Il doit y avoir un aspect génétique (ouh là, le gros mot !). Comme dans la musique où il existe des familles douées de musiciens et compositeurs sur plusieurs générations.
J'avais lu une critique sur SC qui avait attiré mon attention sur ce roman. Comme j'en parlais incidemment à ma fille qui aime bien aussi cette littérature anglaise (Austen, Brontë, etc .), un jour elle est revenue chez moi m'offrir le livre qu'elle ne connaissait pas non plus, en me disant qu'elle comptait bien me l'emprunter.
Soyons clairs, même si, grosso modo et vu d'avion, on reconnait une thématique proche de "Jane Eyre", le livre d'Anne ne peut rivaliser avec la merveille de Charlotte …qui a fait partie pendant très, très longtemps de mon Top 10 des livres et qui, aujourd'hui, n'est que dans le top 20 parce qu'il m'a fallu faire des choix épouvantables avec d'autres merveilles encore plus merveilleuses … Je sais bien que sur SC, rien n'interdit de mettre 50 livres dans le Top 10 mais moi, homme psychorigide et mal dégrossi, descendant en droite ligne du primate, je ne peux pas.
Mais pour revenir à nos moutons, le livre d'Anne Brontë a de sérieux atouts.
D'abord le style, tout aussi fluide et simple que d'autres livres des deux autres sœurs justement. Typiquement un livre que je pourrais lire en anglais sans trop d'efforts suite à mes expériences concluantes chez Austen et Charlotte Brontë.
Et puis j'aime cette modestie ou plutôt cette humilité qui s'écoulent des paroles d'Anne pour se répandre sur le personnage d'Agnès. On est si loin du XXI -ème siècle, on est dans un monde pétri de spiritualité et de religion où le sort réservé aux femmes est très corseté et assez peu enviable.
D'ailleurs, ce qui ressort du livre d'Anne Brontë, par rapport à "Jane Eyre", c'est un autre écho, une autre vérité des prix. Une description assez crue du métier de gouvernante, tirée de sa propre expérience.

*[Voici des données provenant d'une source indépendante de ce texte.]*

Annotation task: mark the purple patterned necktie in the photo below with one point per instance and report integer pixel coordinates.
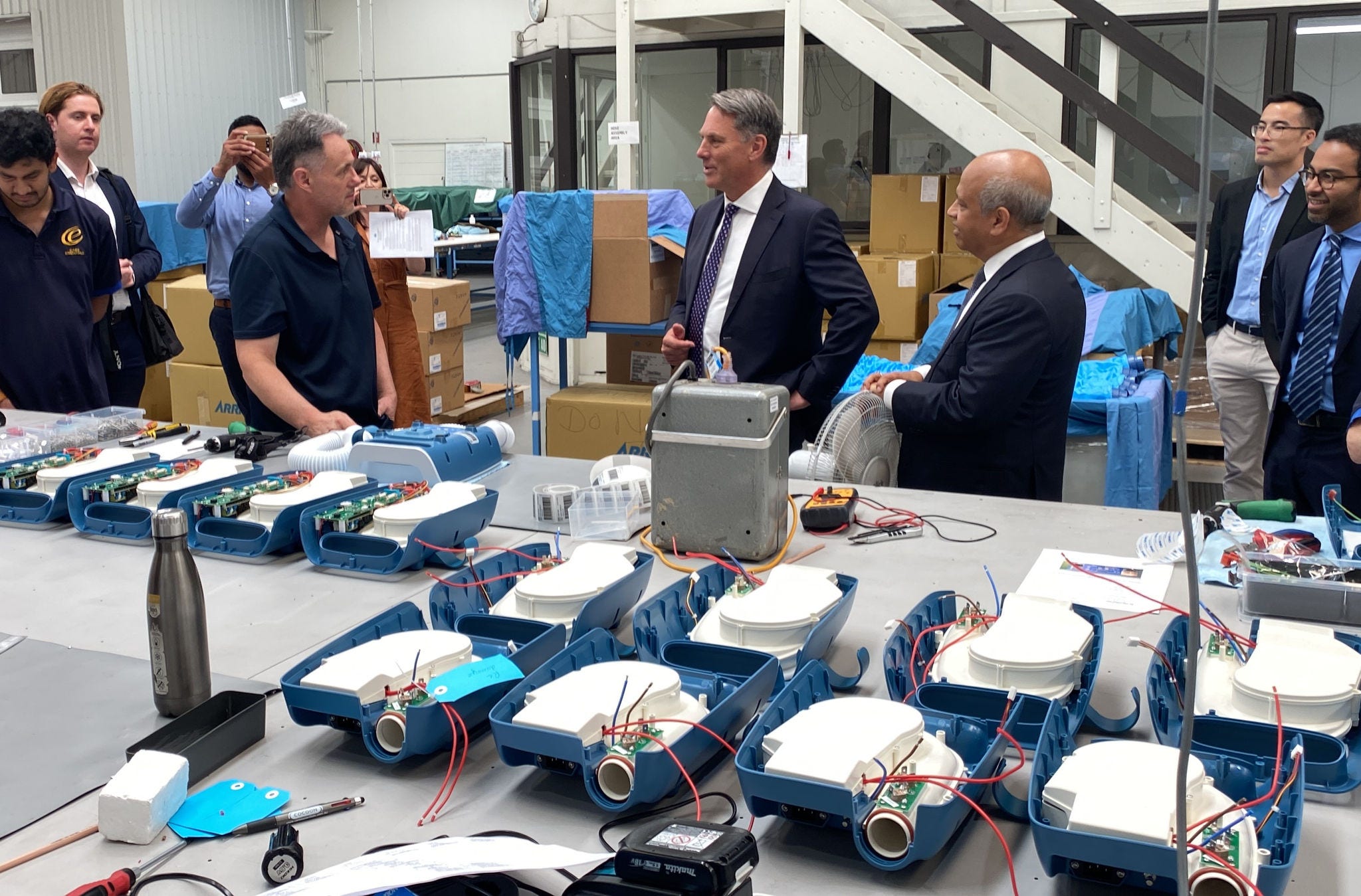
(708, 278)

Là, être gouvernante, parce qu'il faut bien travailler, c'est se farcir à longueur de journée des petits cons et des petites chipies (tendance salopes). Des enfants de grands bourgeois pourris gâtés qui méprisent souverainement leur gouvernante. Cette dernière, devenant une sorte de souffre-douleur, n'a pratiquement aucun droit sinon celui de se taire et d'encaisser (les rebuffades, les méchancetés).
Et puis, comme TOUJOURS dans ce genre de littérature, du fond des ténèbres, apparait une petite lueur d'espoir qui grandit lentement, lentement, avec des hauts et des bas, et qui ne se concrétisera que dans les deux dernières pages de ce livre de 275 pages qu'on lit presque d'une traite…
C'est très beau. C'est un livre dans lequel je me suis noyé avec délices.
Et maintenant, je pense en avoir dit assez.